In 2019 Premiere opened a Cinertainment concept in Pell City, AL featuring Pizza Pub, bowling, redemption arcade, and ropes course along with its multi-screen recliner cinemas.

==D-BOX motion technology==
Premiere Cinemas partners with Quebec-based D-BOX Technologies, Inc. to bring D-BOX motion technology, programmed motion effects synchronized with the film to a platform or the seat.

==IMAX==
Premiere opened four IMAX screens under agreements with Toronto-based IMAX Corporation in Lubbock, El Paso, Temple and Bryan.

==Locations==
As of 2020 Premiere owned 250 screens in 22 locations in six U.S. states: Texas, New Mexico, Alabama, Florida, South Carolina and Mississippi.
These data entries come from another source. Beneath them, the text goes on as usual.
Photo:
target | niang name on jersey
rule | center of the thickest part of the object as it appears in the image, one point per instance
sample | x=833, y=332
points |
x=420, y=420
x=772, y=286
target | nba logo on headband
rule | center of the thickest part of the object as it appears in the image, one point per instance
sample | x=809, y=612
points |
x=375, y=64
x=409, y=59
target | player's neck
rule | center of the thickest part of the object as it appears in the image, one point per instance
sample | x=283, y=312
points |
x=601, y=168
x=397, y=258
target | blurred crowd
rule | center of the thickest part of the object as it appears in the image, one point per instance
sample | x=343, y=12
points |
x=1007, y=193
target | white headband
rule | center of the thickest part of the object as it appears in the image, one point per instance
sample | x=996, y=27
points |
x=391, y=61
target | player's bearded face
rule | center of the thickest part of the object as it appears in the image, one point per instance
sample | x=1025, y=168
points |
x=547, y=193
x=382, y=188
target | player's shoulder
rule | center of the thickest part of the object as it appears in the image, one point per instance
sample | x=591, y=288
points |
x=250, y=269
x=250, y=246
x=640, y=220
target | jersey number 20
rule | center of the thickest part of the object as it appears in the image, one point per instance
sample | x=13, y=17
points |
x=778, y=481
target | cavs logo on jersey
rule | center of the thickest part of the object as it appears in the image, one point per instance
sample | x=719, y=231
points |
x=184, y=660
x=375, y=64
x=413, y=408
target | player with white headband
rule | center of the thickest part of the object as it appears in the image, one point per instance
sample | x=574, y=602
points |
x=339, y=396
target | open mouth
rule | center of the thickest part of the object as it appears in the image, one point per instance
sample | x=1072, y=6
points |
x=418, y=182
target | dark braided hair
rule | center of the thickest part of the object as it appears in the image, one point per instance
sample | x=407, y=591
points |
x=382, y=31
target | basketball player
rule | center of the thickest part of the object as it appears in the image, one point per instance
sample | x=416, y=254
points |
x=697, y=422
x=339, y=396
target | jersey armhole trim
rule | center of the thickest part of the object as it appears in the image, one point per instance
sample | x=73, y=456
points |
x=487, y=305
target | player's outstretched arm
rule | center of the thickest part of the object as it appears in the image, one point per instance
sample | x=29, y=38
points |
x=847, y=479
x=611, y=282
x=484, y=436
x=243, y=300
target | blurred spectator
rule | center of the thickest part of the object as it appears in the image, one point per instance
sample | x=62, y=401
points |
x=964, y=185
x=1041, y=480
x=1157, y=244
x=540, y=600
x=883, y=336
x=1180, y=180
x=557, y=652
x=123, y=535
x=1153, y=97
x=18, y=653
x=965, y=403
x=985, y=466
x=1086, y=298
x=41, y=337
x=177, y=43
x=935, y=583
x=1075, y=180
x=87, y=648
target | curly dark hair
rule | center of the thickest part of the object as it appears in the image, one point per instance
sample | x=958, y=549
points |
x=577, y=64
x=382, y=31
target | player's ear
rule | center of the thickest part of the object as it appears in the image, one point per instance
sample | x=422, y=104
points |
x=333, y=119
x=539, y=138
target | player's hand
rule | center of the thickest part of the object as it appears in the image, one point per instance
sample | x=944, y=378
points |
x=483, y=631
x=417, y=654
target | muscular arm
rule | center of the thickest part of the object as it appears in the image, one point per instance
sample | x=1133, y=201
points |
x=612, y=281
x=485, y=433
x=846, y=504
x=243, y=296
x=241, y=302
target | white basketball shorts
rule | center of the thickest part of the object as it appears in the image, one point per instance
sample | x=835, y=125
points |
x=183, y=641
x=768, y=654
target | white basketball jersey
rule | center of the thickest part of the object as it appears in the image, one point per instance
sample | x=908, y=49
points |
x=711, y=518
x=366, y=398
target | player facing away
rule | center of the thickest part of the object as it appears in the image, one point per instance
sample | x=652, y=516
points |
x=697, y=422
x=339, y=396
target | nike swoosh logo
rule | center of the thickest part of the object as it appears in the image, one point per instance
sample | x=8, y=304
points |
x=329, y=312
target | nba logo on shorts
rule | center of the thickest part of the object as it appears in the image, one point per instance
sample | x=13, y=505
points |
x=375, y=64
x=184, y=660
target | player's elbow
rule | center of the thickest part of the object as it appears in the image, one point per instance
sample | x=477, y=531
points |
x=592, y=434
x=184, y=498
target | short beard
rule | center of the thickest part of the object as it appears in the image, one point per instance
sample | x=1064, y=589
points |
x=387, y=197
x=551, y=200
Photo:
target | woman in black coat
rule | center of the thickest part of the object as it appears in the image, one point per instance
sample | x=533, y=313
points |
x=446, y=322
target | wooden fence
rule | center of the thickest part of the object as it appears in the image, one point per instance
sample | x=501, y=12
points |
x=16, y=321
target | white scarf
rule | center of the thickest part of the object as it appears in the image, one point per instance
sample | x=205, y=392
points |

Megaplex Premiere Cinema locations are operated in Lubbock, Bryan-College Station, Burleson, Abilene, Grand Prairie, Temple, El Paso, Spanish Fort, Bessemer, Gadsden, Pell City, Alabama, and Rio Rancho, New Mexico, and Biloxi, Mississippi . The Premiere in Rio Rancho was honored in 2012 by the New Mexico NOIAP as Outstanding Retail Development of the Year for the state. The City of Rio Rancho honored Premiere by naming a street after the company, Premiere Parkway.